Conventional subtext guidelines

Study the conventions of languages, frameworks and codebases.
Establish and maintain clear conventions (e.g. by using a consistent naming scheme).
Do not break with convention without a good reason.
Be aware that newcomers might have a hard time understanding code that relies solely on conventional subtext.

Metatext

Subtext is often not enough to explain the full context and intent of the code. For instance, it is really difficult to express assumptions and edge cases in text and subtext alone. In these cases, we need to resort to metatext. Metatext is the text in the code that directly explains the code. Some examples are comments, docstrings and type hints. None of these have any influence on what the code does, but they exist to explain what the code does and why.

Metatext is constantly in danger of going out of sync with the text, even more so than subtext. So it's important to update documentation along with changes to the code.

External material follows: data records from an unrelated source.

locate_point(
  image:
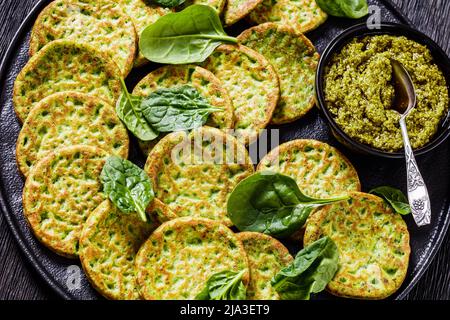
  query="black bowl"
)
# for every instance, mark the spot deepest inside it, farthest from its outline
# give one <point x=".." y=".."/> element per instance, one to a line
<point x="361" y="30"/>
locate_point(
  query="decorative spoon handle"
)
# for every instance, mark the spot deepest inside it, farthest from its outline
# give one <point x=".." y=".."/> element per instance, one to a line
<point x="418" y="197"/>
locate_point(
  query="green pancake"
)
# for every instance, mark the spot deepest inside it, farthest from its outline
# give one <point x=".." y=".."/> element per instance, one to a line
<point x="142" y="13"/>
<point x="60" y="192"/>
<point x="94" y="22"/>
<point x="252" y="84"/>
<point x="194" y="174"/>
<point x="238" y="9"/>
<point x="109" y="243"/>
<point x="204" y="81"/>
<point x="295" y="60"/>
<point x="373" y="245"/>
<point x="65" y="65"/>
<point x="302" y="15"/>
<point x="69" y="118"/>
<point x="266" y="257"/>
<point x="320" y="170"/>
<point x="182" y="254"/>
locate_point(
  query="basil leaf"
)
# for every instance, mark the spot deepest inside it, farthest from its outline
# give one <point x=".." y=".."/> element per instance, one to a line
<point x="271" y="203"/>
<point x="128" y="109"/>
<point x="225" y="285"/>
<point x="127" y="186"/>
<point x="310" y="272"/>
<point x="176" y="109"/>
<point x="394" y="197"/>
<point x="184" y="37"/>
<point x="354" y="9"/>
<point x="169" y="3"/>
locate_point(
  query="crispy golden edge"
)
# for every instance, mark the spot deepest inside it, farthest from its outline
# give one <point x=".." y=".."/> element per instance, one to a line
<point x="40" y="105"/>
<point x="88" y="228"/>
<point x="273" y="155"/>
<point x="110" y="65"/>
<point x="312" y="25"/>
<point x="154" y="161"/>
<point x="232" y="16"/>
<point x="36" y="37"/>
<point x="274" y="243"/>
<point x="159" y="212"/>
<point x="39" y="167"/>
<point x="310" y="237"/>
<point x="284" y="29"/>
<point x="273" y="96"/>
<point x="206" y="74"/>
<point x="178" y="224"/>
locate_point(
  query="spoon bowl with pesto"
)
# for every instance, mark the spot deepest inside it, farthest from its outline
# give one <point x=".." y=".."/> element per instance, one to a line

Because comments appear alongside the code, it is only useful when it doesn't repeat information that is already easily gathered from the text or subtext. If a comment is necessary to explain the basic operation, you should first consider improving the subtext. But that doesn't mean that all code can (or should) be entirely self-documenting, because context is hard to convey via subtext. Below is an example of a bad and good comment.

# Bad: states the obvious
# Divide x by 100
x /= 100

# Good: gives reason for division
# Convert percentage into fraction
x /= 100

On the other hand, docstrings should state some things that are obvious from the code, because we cannot assume that a user of the function will look at the function body. An ideal docstring contains everything that a caller of a function might want to know and nothing more.

Metatext guidelines

Use comments mostly for information that cannot be put into subtext (context, reasoning, etc.).
Docstrings should contain all that a caller needs to know.
Keep metatext up to date with the code.

Conclusion

Clear code is code where the text, subtext and metatext all support each other to convey the intent, reasoning and context behind a computation. For every change you make to code, you should consider how you can update and improve the subtext and metatext such that your change becomes clear to others.

One might call this code "ironic", because the text and subtext do not match, but that concept does not seem particularly useful in the context of programming. If you know an application for ironic code, please let me know!